May the holidays be one of peace and joy. — Wikipedia photo

When I was young, and inclined toward acting out, I got my younger brothers together to put on a live presentation of Clement Moore’s “Twas the Night before Christmas.” It was  rousing success, although the brother who played Santa Claus, knocked down the cardboard chimney when he was making his exit.

The poem is still one of my favorites, and I reread it every Christmas  to make sure I can still say it from memory. I almost can.

Twas the Night before Christmas

By Clement Moore  

Twas the night before Christmas, when all through the house
Not a creature was stirring, not even a mouse.
The stockings were hung by the chimney with care,
In hopes that St Nicholas soon would be there.

The children were nestled all snug in their beds,
While visions of sugar-plums danced in their heads.
And mamma in her ‘kerchief, and I in my cap,
Had just settled our brains for a long winter’s nap.

When out on the lawn there arose such a clatter,
I sprang from the bed to see what was the matter.
Away to the window I flew like a flash,
Tore open the shutters and threw up the sash.

The moon on the breast of the new-fallen snow
Gave the lustre of mid-day to objects below.
When, what to my wondering eyes should appear,
But a miniature sleigh, and eight tinny reindeer.

With a little old driver, so lively and quick,
I knew in a moment it must be St Nick.
More rapid than eagles his coursers they came,
And he whistled, and shouted, and called them by name!

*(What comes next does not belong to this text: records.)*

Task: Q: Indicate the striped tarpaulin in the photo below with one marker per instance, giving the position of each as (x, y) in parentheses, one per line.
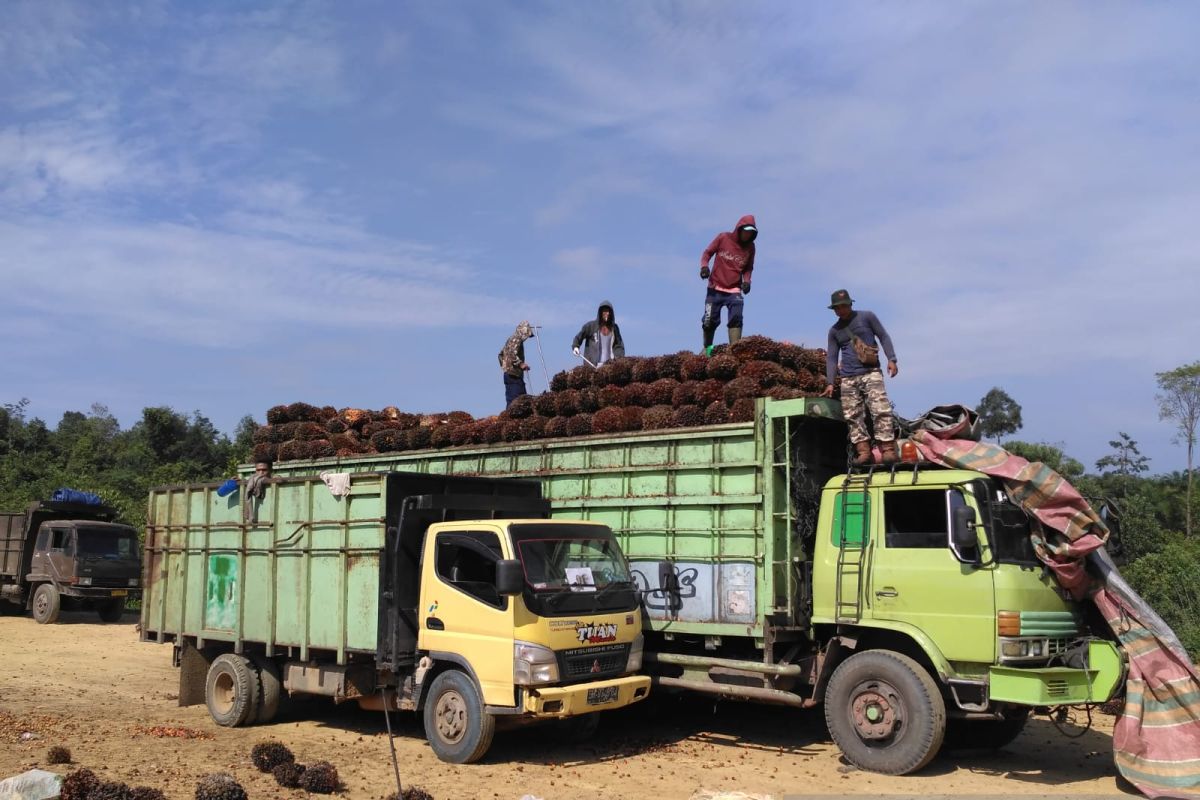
(1156, 740)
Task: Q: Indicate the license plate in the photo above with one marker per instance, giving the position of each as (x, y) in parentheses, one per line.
(601, 695)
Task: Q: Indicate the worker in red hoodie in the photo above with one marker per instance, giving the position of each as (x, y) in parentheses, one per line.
(729, 280)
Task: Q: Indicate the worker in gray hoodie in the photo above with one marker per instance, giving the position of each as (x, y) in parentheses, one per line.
(600, 337)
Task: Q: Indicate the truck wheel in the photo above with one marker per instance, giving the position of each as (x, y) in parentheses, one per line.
(47, 603)
(232, 691)
(271, 686)
(885, 713)
(577, 729)
(984, 734)
(456, 725)
(112, 611)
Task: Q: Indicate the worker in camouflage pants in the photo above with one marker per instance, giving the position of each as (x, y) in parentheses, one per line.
(853, 354)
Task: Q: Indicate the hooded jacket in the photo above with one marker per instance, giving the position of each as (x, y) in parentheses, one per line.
(589, 336)
(513, 355)
(735, 260)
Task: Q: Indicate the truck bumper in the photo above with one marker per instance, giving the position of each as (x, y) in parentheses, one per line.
(1061, 685)
(570, 701)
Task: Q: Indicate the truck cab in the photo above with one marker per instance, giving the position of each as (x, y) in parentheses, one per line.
(66, 555)
(936, 565)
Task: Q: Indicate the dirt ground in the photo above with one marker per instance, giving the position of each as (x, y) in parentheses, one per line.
(109, 698)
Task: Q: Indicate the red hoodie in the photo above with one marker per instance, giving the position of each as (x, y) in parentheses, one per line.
(735, 260)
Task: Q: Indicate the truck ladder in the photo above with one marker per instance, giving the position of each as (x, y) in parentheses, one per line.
(851, 554)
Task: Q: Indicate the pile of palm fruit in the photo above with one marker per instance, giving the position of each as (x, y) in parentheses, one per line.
(681, 390)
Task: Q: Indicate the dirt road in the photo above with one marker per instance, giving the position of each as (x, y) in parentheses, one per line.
(108, 697)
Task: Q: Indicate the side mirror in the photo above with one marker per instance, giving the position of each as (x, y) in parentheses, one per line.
(963, 537)
(509, 577)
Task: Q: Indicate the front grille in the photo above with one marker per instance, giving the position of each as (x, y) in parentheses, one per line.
(591, 663)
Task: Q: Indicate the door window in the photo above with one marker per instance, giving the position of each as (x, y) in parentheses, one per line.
(918, 518)
(467, 561)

“Now Dasher! now, Dancer! now, Prancer and Vixen!
On, Comet! On, Cupid! on, on Donner and Blitzen!
To the top of the porch! to the top of the wall!
Now dash away! Dash away! Dash away all!”

As dry leaves that before the wild hurricane fly,
When they meet with an obstacle, mount to the sky.
So up to the house-top the coursers they flew,
With the sleigh full of Toys, and St Nicholas too.

And then, in a twinkling, I heard on the roof
The prancing and pawing of each little hoof.
As I drew in my head, and was turning around,
Down the chimney St Nicholas came with a bound.

He was dressed all in fur, from his head to his foot,
And his clothes were all tarnished with ashes and soot.
A bundle of Toys he had flung on his back,
And he looked like a peddler, just opening his pack.

His eyes-how they twinkled! his dimples how merry!
His cheeks were like roses, his nose like a cherry!
His droll little mouth was drawn up like a bow,
And the beard of his chin was as white as the snow.

The stump of a pipe he held tight in his teeth,
And the smoke it encircled his head like a wreath.
He had a broad face and a little round belly,
That shook when he laughed, like a bowlful of jelly!

He was chubby and plump, a right jolly old elf,
And I laughed when I saw him, in spite of myself!
A wink of his eye and a twist of his head,
Soon gave me to know I had nothing to dread.

He spoke not a word, but went straight to his work,
And filled all the stockings, then turned with a jerk.
And laying his finger aside of his nose,
And giving a nod, up the chimney he rose!

He sprang to his sleigh, to his team gave a whistle,
And away they all flew like the down of a thistle.
But I heard him exclaim, ‘ere he drove out of sight,
“Happy Christmas to all, and to all a good-night!”